I swapped packing light for taking half my wardrobe years ago. Who wants to spend their holiday down the local laundrette or stooped over the basin with the travel wash? I'm with those women who told the survey – almost a quarter of them – that "packing made them feel stressed".

I say just chuck in everything that looks vaguely appropriate. If you have to bring half of it home unworn, that's half the laundry done when you're back, too – what a bonus! But six bikinis? When did these women even have so much time to dedicate to shopping for swimwear? Behave.

You might have to adjust your holiday spends if you're driving to Europe this summer or intend to hire a car out there. According to a recent report from Post Office Travel Money, it will cost you 20 to 35 per cent more this year to fill up the tank abroad, thanks to the falling value of sterling.

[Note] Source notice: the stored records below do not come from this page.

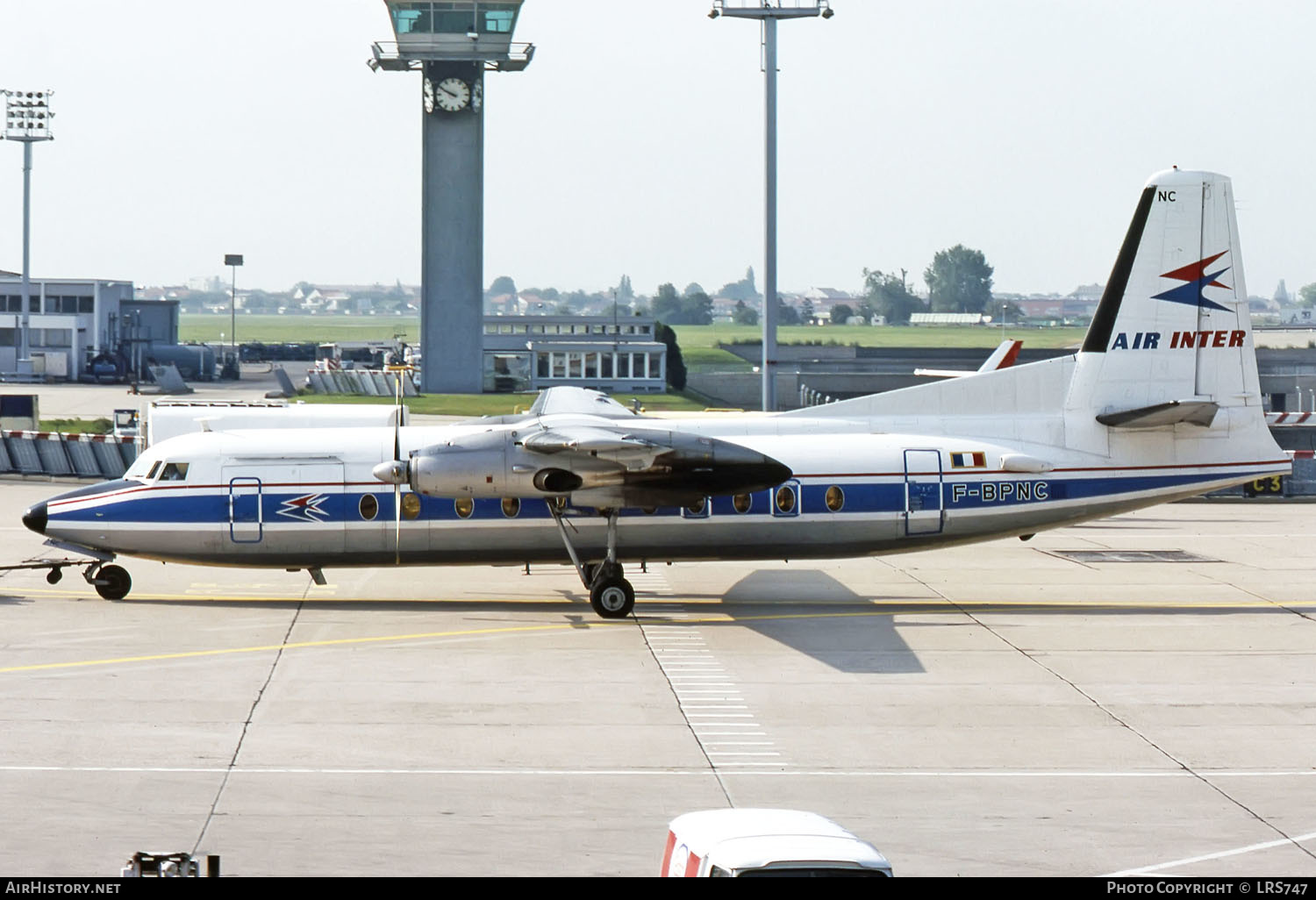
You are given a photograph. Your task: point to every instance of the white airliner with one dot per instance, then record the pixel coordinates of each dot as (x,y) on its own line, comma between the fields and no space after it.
(1161,403)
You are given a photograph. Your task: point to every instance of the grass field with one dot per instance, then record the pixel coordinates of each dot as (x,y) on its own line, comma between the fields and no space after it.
(500,404)
(697,342)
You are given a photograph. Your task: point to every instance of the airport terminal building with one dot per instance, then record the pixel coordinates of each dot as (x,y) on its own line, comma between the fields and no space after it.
(66,318)
(531,353)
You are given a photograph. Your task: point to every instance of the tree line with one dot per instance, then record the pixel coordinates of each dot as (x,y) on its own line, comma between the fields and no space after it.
(958,279)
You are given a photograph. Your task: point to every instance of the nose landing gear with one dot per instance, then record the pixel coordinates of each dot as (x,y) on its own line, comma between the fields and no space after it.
(611,594)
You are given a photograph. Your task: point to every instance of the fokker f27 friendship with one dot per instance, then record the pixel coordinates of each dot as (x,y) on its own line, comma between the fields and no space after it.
(1161,403)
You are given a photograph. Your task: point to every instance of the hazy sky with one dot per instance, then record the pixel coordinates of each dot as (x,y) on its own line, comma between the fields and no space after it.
(633,142)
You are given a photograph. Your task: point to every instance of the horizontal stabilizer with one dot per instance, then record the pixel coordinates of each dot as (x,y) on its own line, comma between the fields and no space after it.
(1195,412)
(1003,357)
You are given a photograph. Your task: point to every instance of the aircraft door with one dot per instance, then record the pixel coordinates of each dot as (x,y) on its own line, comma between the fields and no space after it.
(247,512)
(923,492)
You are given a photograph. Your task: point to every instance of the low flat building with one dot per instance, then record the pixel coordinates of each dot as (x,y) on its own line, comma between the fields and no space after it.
(531,353)
(68,320)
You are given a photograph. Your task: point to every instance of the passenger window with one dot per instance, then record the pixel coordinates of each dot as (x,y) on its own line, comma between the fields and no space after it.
(834,499)
(368,507)
(174,473)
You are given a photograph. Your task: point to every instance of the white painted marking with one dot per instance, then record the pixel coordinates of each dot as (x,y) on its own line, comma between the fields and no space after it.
(1236,852)
(742,753)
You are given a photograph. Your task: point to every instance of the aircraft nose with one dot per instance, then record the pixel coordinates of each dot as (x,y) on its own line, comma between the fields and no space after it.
(36,518)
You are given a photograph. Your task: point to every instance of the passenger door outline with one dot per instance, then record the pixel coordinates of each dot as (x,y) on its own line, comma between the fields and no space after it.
(924,507)
(247,510)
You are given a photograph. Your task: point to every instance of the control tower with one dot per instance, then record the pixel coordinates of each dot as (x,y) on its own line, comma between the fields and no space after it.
(452,44)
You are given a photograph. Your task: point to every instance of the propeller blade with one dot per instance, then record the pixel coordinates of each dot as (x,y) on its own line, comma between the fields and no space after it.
(399,470)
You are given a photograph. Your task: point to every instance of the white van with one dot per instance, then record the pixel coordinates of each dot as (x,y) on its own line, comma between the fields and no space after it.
(766,842)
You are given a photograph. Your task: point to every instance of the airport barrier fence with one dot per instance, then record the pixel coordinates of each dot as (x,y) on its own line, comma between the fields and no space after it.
(99,457)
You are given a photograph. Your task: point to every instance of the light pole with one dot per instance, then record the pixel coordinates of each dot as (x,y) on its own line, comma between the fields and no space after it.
(26,118)
(233,261)
(769,12)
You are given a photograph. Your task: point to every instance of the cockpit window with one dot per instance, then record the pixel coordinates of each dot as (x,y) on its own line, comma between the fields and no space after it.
(174,473)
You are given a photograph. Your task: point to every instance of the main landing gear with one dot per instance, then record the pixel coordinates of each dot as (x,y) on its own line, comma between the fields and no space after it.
(611,594)
(111,582)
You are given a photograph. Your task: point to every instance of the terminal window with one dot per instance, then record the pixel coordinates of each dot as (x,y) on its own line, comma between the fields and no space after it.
(13,303)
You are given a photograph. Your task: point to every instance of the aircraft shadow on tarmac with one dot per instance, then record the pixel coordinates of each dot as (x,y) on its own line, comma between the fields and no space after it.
(813,613)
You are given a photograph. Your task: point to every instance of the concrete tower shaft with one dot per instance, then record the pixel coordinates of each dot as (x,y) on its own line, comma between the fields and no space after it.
(452,44)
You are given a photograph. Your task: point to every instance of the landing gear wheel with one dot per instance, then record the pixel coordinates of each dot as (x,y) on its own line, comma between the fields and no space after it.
(116,582)
(612,599)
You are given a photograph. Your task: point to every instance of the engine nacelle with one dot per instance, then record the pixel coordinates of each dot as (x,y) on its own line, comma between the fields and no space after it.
(490,465)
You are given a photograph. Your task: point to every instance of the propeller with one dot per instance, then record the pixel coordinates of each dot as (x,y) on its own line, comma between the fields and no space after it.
(397,471)
(397,486)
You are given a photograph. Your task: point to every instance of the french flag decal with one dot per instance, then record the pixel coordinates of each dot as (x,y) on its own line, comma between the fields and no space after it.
(969,460)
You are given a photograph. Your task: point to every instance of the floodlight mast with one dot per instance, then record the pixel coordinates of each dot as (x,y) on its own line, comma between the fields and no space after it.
(769,12)
(26,118)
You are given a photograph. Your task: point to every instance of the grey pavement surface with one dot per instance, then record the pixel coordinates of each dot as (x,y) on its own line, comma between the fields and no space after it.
(995,710)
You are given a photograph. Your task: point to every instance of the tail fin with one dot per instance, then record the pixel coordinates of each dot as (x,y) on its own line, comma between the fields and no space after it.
(1173,329)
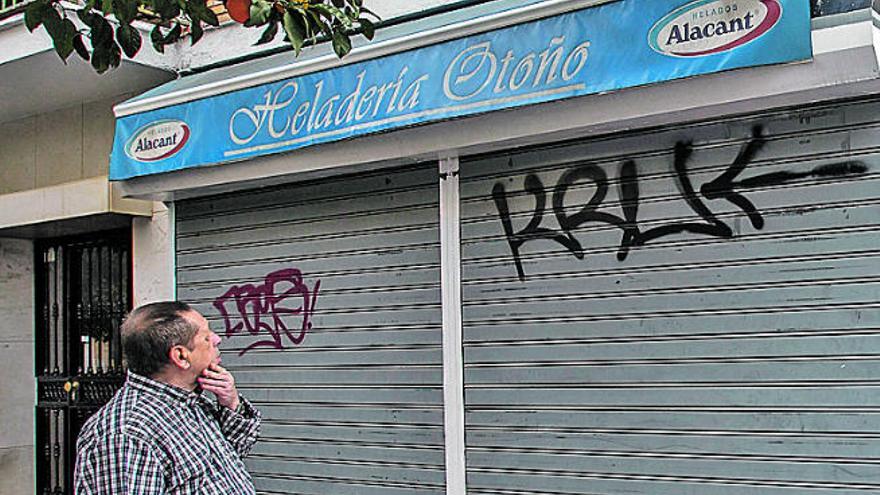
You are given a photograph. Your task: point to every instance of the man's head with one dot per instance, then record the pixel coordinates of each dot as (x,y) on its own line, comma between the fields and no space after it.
(169,339)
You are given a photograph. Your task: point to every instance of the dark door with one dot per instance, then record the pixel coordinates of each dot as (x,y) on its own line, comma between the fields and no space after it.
(83,291)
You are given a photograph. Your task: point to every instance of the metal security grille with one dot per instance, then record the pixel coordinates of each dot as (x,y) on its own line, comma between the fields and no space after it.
(327,297)
(681,310)
(83,293)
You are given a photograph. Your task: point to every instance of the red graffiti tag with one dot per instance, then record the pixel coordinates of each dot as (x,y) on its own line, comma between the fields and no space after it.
(264,309)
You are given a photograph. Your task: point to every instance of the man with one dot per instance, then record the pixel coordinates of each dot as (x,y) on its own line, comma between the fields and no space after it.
(159,435)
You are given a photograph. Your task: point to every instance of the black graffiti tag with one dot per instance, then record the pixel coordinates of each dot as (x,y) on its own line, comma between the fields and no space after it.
(724,187)
(264,309)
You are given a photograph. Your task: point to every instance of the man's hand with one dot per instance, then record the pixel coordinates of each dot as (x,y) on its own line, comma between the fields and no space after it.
(217,380)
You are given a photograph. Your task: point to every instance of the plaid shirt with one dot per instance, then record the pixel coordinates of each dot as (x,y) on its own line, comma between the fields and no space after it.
(153,438)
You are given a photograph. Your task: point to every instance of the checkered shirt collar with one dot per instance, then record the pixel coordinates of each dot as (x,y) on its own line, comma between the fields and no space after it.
(166,392)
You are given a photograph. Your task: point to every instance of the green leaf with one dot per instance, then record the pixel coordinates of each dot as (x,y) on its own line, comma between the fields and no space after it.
(259,13)
(196,32)
(269,34)
(341,43)
(295,31)
(167,9)
(52,22)
(156,38)
(129,39)
(367,27)
(33,15)
(198,10)
(331,12)
(80,47)
(102,32)
(64,41)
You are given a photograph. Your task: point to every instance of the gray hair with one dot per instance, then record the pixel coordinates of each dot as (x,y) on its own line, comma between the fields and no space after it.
(151,330)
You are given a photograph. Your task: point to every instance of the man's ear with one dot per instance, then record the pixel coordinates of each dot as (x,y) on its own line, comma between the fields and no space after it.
(179,357)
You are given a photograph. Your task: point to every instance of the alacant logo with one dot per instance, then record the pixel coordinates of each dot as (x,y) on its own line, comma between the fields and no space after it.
(158,140)
(705,27)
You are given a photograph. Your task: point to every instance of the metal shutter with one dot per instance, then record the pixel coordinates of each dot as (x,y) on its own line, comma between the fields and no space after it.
(728,345)
(352,399)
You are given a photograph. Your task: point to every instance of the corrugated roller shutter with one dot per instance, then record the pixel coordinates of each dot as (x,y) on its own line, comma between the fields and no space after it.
(697,311)
(351,386)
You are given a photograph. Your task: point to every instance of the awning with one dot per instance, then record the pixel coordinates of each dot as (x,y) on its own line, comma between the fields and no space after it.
(468,65)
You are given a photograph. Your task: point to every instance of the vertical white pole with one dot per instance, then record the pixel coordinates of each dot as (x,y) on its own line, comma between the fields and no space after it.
(450,281)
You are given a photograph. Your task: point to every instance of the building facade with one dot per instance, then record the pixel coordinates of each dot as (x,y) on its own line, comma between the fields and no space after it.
(616,273)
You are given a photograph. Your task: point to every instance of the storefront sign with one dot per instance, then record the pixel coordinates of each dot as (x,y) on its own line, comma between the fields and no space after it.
(613,46)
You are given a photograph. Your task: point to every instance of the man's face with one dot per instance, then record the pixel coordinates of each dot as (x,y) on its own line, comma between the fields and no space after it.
(204,350)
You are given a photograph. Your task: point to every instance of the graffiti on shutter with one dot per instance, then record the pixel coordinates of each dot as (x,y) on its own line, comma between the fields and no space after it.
(724,186)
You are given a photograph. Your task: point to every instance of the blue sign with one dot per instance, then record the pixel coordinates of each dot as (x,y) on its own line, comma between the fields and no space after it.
(615,45)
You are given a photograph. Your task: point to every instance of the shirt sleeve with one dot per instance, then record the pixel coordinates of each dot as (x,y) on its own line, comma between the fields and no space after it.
(118,465)
(242,426)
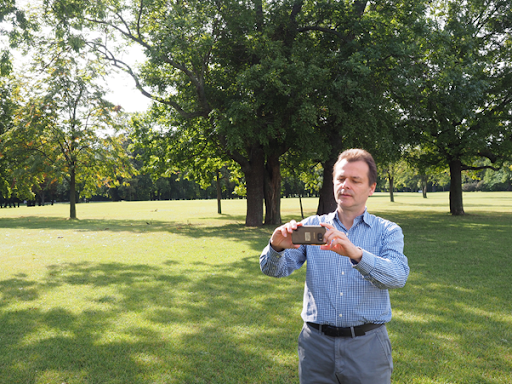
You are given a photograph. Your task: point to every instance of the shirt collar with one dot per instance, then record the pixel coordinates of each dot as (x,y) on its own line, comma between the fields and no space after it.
(366,217)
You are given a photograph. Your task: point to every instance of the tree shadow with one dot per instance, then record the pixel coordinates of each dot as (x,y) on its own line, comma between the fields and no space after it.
(156,324)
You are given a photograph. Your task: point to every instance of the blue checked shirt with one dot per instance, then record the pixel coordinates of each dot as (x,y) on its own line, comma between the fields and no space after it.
(338,291)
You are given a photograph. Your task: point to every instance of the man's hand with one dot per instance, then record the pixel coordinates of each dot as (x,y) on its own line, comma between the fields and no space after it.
(282,236)
(338,242)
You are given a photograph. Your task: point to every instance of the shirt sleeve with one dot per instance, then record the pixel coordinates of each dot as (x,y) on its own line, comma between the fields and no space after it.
(389,269)
(281,264)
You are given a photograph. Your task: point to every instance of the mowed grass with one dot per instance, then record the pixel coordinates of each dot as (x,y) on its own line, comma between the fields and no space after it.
(171,292)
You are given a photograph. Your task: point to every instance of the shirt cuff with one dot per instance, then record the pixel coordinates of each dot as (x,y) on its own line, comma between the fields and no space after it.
(273,253)
(366,264)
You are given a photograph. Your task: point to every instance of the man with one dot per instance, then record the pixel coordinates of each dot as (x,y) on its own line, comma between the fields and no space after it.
(346,300)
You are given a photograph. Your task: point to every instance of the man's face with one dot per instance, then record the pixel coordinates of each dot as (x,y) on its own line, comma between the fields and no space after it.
(351,186)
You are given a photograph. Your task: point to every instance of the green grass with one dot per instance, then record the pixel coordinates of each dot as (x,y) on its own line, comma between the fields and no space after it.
(171,292)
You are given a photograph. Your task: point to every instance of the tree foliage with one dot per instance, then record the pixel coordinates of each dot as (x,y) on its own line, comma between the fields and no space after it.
(458,94)
(64,128)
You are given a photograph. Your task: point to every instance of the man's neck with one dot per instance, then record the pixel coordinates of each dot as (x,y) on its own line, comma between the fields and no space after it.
(347,217)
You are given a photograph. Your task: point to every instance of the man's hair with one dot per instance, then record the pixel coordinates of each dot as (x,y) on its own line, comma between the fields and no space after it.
(356,154)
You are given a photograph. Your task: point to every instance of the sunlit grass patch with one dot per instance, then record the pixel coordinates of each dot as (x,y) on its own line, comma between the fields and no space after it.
(171,292)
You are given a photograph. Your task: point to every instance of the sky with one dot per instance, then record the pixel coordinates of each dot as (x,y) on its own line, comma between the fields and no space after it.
(123,93)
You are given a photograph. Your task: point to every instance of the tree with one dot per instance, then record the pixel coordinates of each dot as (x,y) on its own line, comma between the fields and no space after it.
(65,129)
(460,91)
(253,71)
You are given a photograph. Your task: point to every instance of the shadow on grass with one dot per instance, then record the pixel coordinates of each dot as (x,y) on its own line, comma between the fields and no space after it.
(451,322)
(169,324)
(152,325)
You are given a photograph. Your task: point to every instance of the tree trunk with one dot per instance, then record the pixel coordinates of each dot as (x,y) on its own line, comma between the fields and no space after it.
(272,191)
(391,179)
(254,172)
(456,207)
(219,193)
(327,201)
(72,194)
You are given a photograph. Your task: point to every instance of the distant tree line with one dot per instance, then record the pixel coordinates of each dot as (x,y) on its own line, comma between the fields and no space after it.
(255,98)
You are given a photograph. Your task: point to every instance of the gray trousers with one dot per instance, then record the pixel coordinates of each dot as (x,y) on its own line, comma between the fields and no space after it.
(344,360)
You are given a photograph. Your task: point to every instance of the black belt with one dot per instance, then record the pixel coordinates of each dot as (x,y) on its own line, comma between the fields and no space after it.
(360,330)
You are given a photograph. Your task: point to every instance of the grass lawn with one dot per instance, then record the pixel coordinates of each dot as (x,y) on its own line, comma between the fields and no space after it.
(171,292)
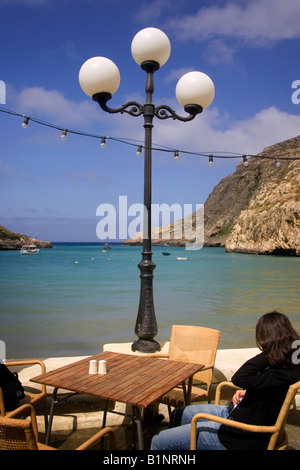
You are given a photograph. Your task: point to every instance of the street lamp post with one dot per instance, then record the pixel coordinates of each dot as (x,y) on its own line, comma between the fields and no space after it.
(99,78)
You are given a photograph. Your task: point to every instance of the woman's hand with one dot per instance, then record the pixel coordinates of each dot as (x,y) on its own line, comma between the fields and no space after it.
(238,396)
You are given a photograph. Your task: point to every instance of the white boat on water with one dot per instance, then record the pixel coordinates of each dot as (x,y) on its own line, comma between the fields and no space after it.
(29,250)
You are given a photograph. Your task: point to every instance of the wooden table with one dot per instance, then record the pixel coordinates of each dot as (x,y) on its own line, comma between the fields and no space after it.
(135,380)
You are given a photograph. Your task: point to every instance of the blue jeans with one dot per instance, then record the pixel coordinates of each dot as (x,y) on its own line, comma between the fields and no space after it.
(179,438)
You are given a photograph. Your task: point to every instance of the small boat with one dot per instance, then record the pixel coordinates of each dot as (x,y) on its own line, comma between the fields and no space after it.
(106,247)
(29,250)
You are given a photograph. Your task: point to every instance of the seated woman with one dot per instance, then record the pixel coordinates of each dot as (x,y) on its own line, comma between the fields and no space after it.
(264,379)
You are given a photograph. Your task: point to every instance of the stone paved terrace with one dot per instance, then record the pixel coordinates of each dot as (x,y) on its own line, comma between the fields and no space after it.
(80,418)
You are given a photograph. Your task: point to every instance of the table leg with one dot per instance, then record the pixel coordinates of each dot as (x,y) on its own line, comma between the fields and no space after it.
(53,401)
(185,393)
(137,416)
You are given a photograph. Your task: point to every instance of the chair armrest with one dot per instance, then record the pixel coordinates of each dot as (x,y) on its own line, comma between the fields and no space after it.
(160,356)
(97,437)
(27,410)
(208,366)
(27,363)
(219,390)
(227,422)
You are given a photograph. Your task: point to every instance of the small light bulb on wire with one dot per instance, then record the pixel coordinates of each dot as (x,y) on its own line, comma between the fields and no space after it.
(64,134)
(25,122)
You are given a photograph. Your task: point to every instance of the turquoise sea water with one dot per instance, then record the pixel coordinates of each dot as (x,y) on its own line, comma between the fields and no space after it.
(72,299)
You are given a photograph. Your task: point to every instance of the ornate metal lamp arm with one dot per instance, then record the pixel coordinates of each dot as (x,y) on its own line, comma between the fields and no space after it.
(136,109)
(162,112)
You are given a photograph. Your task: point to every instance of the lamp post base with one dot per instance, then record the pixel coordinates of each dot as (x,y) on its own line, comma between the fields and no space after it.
(145,346)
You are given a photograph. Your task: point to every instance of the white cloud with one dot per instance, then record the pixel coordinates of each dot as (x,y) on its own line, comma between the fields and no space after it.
(210,130)
(53,106)
(255,22)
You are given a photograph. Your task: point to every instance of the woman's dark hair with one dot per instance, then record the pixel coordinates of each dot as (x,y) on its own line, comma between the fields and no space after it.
(275,336)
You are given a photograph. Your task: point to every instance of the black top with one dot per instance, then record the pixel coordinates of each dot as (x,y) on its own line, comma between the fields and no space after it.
(266,390)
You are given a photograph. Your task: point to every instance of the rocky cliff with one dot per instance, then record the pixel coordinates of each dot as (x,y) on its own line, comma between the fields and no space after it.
(14,241)
(256,209)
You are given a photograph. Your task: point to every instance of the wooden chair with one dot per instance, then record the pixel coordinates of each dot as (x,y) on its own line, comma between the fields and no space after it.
(32,398)
(192,344)
(278,439)
(22,434)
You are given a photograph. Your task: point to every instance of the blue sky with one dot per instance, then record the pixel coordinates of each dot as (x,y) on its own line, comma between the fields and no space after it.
(51,188)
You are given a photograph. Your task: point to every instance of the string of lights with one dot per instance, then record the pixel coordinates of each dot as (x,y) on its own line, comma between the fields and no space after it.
(137,144)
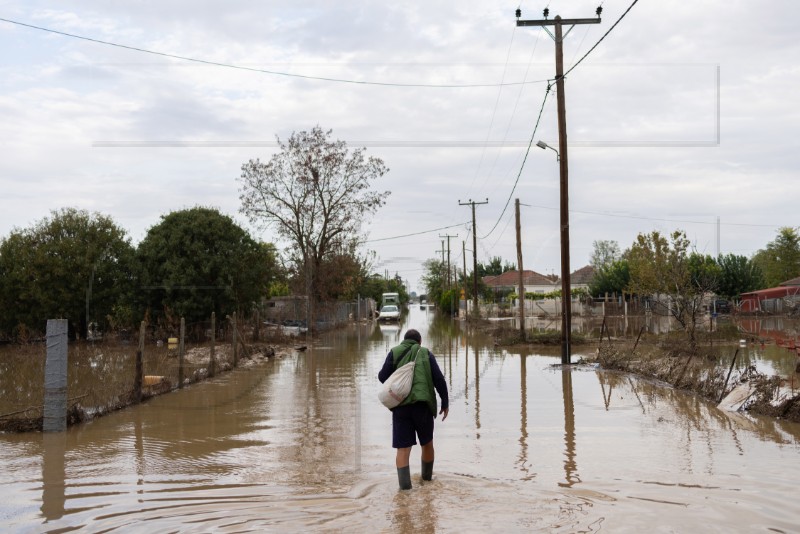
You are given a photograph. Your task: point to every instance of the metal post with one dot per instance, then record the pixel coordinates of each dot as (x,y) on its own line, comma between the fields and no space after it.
(181,349)
(212,363)
(519,268)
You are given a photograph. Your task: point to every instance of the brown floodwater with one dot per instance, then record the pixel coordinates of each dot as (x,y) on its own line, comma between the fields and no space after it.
(301,443)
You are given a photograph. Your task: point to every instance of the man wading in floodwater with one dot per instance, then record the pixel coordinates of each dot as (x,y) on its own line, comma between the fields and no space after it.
(416,413)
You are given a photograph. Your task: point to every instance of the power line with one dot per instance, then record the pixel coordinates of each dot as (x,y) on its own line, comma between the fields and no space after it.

Switzerland is among the most expensive places to buy petrol or diesel – the country hardly has a reputation for making your money go further, yet it was once the cheapest place to buy fuel. You'll do better money-wise in Luxembourg, where diesel costs £1.12 a litre and unleaded petrol £1.28. The rather more popular destination of Spain comes in second, with diesel at £1.21 and unleaded petrol £1.30.

You could, of course, take the train, an increasingly popular choice and not just for green-minded folk. From 2012, booking a ticket for a journey across Europe should start to become easier, thanks to a new regulation introduced by the European Commission this year aimed at standardising rail passenger data on fares and timetables.

The idea is to make it possible for different rail companies and ticket sellers to exchange vital reservation and ticketing information. Only a few main, international, direct cross-border routes currently offer this possibility, making journey planning an eye-crossing business.

EC vice-president Siim Kallas maintains that railway companies need to stop focusing on national markets and start looking at their international role. "If we are serious about getting people on to rail, and particularly about having rail compete with air travel over middle distances, then we need to offer rail passengers the seamless planning and ticketing offers that match the airlines," he said.

This brave new world of pan-European train travel will, inevitably, take a few years to roll out. But while booking a ticket might become easier, should more European economies go the way of Greece, which took a hefty axe to its railways as part of its cost-cutting measures, will the train services we're supposed to be looking forward to travelling on still exist?